Uh huh, I responded, and butted in from a back pew that he shouldn't be saying these things when Elvis wasn't here to defend himself, which was the best I could come up with on the instant.
I had to say something, being known in the school as a leading Elvis supporter. Thrown out for impudence, I have tended to steer clear of chapels since.

To become an Elvis fan was to fall in with the wrong crowd. St. Columb's boarders who were into Elvis would have been expelled (no joke) if they'd been caught somehow managing to listen to him.
I used to bring the New Music Express to school every Monday--had it on order at Melican's, 6d a time--which always had at least one Elvis feature. I'd pass it around our select coterie in the bogs, then we'd walk back to class, swaggering our secret and agreeing with one another that Pat Boone was crap.
When I was 12, 13, nothing in life seemed as important as music. Or, to put it another way, it seemed everything important in life could be expressed through music. Rock 'n' roll's arrival was the moment the thought first touched some of us that Derry might not be a small town holed up in a hick province after all or forever, but that we could fleetingly, even now, be abreast of the world.
THE BEST radio station on the Derry dial was AFN, the American Forces Network, blasting out from Frankfurt on what was reputedly the most powerful transmitter on earth to service the needs of hundreds of thousands of GIs still scattered across western Europe, impatient for demob and hankering after home and the sounds they'd grown up with. A disproportionate number were Black.

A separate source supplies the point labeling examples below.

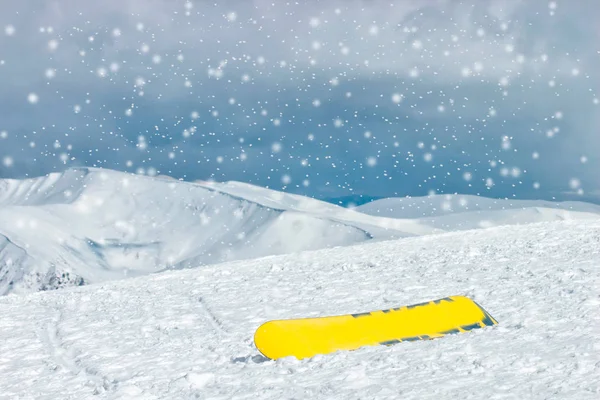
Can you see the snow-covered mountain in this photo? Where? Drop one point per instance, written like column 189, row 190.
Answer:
column 89, row 225
column 189, row 334
column 461, row 212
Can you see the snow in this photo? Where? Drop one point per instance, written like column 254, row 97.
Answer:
column 461, row 212
column 188, row 333
column 89, row 225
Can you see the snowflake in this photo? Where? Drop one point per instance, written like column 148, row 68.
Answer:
column 397, row 98
column 276, row 147
column 33, row 98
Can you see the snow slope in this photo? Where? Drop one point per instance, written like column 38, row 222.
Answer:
column 188, row 333
column 461, row 212
column 91, row 225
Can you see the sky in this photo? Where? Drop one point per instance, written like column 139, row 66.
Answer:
column 322, row 98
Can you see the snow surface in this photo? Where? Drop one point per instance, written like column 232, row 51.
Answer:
column 460, row 212
column 89, row 225
column 188, row 333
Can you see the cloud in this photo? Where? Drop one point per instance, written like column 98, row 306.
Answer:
column 493, row 97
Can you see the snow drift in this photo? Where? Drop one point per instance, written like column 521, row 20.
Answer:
column 189, row 333
column 462, row 212
column 90, row 225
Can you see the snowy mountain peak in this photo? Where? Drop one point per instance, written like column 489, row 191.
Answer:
column 89, row 225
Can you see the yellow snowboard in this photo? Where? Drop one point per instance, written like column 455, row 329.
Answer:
column 306, row 337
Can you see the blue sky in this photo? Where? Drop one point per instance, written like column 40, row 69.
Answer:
column 322, row 98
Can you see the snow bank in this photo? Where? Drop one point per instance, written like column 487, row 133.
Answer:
column 90, row 225
column 461, row 212
column 188, row 334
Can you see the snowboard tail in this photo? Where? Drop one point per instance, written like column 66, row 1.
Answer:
column 307, row 337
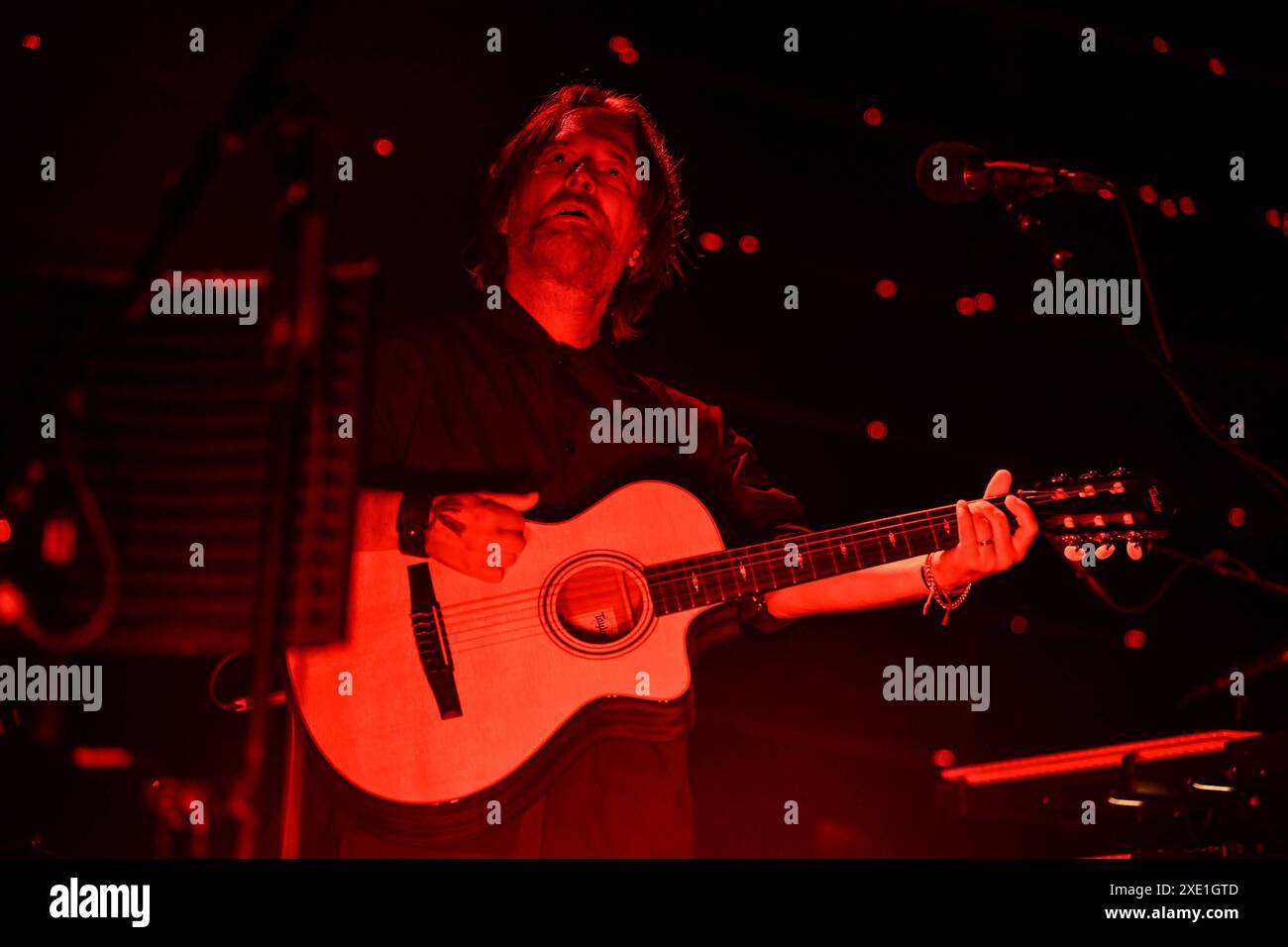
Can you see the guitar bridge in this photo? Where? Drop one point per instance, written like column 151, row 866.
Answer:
column 436, row 656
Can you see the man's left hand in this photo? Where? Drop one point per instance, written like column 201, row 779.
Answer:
column 986, row 544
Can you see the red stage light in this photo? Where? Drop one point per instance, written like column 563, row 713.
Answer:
column 58, row 544
column 1096, row 758
column 13, row 605
column 102, row 758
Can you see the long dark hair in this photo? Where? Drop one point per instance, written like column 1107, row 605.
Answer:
column 661, row 206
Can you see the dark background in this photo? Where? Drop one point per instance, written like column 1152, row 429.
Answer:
column 773, row 145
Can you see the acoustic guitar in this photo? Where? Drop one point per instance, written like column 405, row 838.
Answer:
column 449, row 685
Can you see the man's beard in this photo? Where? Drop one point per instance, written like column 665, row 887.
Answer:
column 575, row 258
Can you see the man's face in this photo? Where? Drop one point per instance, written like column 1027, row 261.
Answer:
column 574, row 219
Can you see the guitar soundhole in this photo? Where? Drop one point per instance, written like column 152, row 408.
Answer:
column 599, row 605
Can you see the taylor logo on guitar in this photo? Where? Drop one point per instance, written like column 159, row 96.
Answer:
column 458, row 682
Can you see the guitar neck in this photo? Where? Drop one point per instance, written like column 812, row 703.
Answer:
column 733, row 574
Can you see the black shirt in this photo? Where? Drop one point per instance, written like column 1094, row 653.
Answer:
column 489, row 402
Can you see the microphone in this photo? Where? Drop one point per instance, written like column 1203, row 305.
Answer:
column 957, row 172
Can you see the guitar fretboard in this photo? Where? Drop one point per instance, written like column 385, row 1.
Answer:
column 733, row 574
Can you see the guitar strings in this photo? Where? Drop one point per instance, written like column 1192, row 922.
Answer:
column 492, row 607
column 674, row 574
column 729, row 558
column 494, row 624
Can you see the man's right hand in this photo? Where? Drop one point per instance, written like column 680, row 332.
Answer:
column 467, row 525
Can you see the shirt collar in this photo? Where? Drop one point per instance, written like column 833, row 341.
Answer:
column 523, row 334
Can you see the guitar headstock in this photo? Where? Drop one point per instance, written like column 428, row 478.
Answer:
column 1107, row 510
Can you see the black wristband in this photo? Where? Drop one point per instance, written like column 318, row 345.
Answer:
column 413, row 513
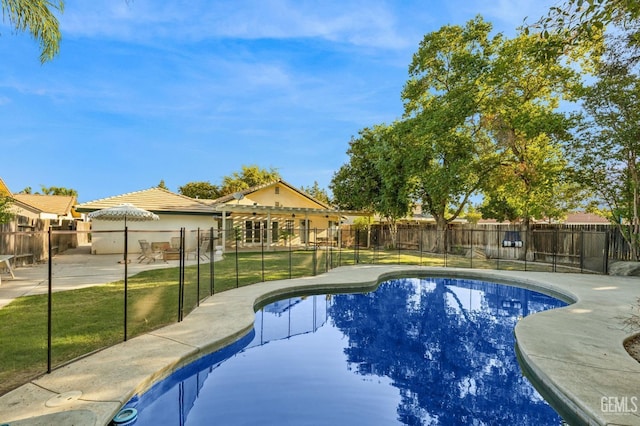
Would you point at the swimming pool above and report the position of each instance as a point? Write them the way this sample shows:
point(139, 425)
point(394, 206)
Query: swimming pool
point(415, 351)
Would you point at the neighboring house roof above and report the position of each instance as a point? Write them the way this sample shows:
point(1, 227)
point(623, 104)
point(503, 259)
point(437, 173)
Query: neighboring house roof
point(583, 218)
point(156, 200)
point(4, 189)
point(60, 205)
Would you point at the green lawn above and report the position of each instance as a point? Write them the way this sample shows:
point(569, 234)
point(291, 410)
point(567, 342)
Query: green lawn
point(92, 318)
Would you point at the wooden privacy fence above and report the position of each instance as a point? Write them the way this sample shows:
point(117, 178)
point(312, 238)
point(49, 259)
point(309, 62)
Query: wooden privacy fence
point(588, 247)
point(27, 239)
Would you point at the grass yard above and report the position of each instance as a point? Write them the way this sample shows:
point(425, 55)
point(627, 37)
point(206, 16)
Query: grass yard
point(90, 319)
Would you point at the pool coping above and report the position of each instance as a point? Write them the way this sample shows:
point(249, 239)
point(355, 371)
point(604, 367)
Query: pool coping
point(573, 355)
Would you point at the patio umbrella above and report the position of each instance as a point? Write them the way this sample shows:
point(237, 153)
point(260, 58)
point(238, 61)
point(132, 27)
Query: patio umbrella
point(124, 212)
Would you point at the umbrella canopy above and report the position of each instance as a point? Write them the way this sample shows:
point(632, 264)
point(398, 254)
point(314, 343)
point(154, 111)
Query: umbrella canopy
point(124, 212)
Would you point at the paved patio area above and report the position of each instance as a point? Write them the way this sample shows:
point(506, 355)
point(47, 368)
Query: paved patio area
point(574, 354)
point(73, 269)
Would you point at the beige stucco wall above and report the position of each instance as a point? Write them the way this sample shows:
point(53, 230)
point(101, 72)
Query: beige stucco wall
point(107, 237)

Over the radio, wavering across Europe to Rossville Street, preparing the way for Elvis, came Fats Domino, Joe Turner, LaVern Baker, Lloyd Price, Screamin' Jay Hawkins. The first time I heard a rock 'n' roll song I could hardly make it out, but I knew what it meant. I used to stand on a chair in the kitchen with my ear against the speaker to hear AFN or Luxembourg on a Saturday night, because our radio was on a shelf in the kitchen, and the kitchen on Saturday was always full of aunts and uncles, thoughtlessly combining to create a hubbub.
Eventually, my father and Jim Sharkey (later Feargal's da) from across the street rigged me up a contraption from a gramophone speaker and a roll of wire so I could listen to the music in the attic, even though the radio downstairs in the kitchen was turned off.
I was wired up to a secret world, the sound snaking its way silently up the stairs bringing the voices of exotic Americans, roaring out about sex, announcing it was okay to want to feel free. When Elvis arrived, I was well prepared. All that dark, thumping, pent-up power full of frantic threat and dangerous promise, Elvis channeled it direct.
You could imagine yourself Elvis. The first song I ever heard him sing was "That's All Right (Mama)." Scotty Moore on lead guitar, Bill Black on upright bass, Elvis on rhythm guitar. It said everything that ever needed said in a song. It was years before it struck me there are no drums.
It's said that Elvis stole Black music. But he didn't. He had emerged, naturally as it were, at exactly the instant segregation in music was breaking down. In the magical, mysterious way of genius, the fusion was made faultless within him. All popular music afterwards can be traced back to that point.
John Lennon said: "Before Elvis, there was nothing." Most of all, Elvis challenged the way things were, contradicted hitherto dominant ideas of racism, sexual conservatism, deference toward authority.
It was all to end badly. Some put the blame on Col. Tom Parker. But it probably would have ended the same, no matter what. From the first, Elvis was a perfect example of all he could be, and what's perfect can't develop into anything better.
I wouldn't want it any different. In a way that no consciously political artist I can think of ever achieved, Elvis pointed ahead toward freedom to come--invited us not to burrow back through history for a sense of ourselves, but to erupt joyfully out into a rowdy new world. He was the most revolutionary artist in any of our lifetimes.
Plus he had the best hair in history. Bliss, it was.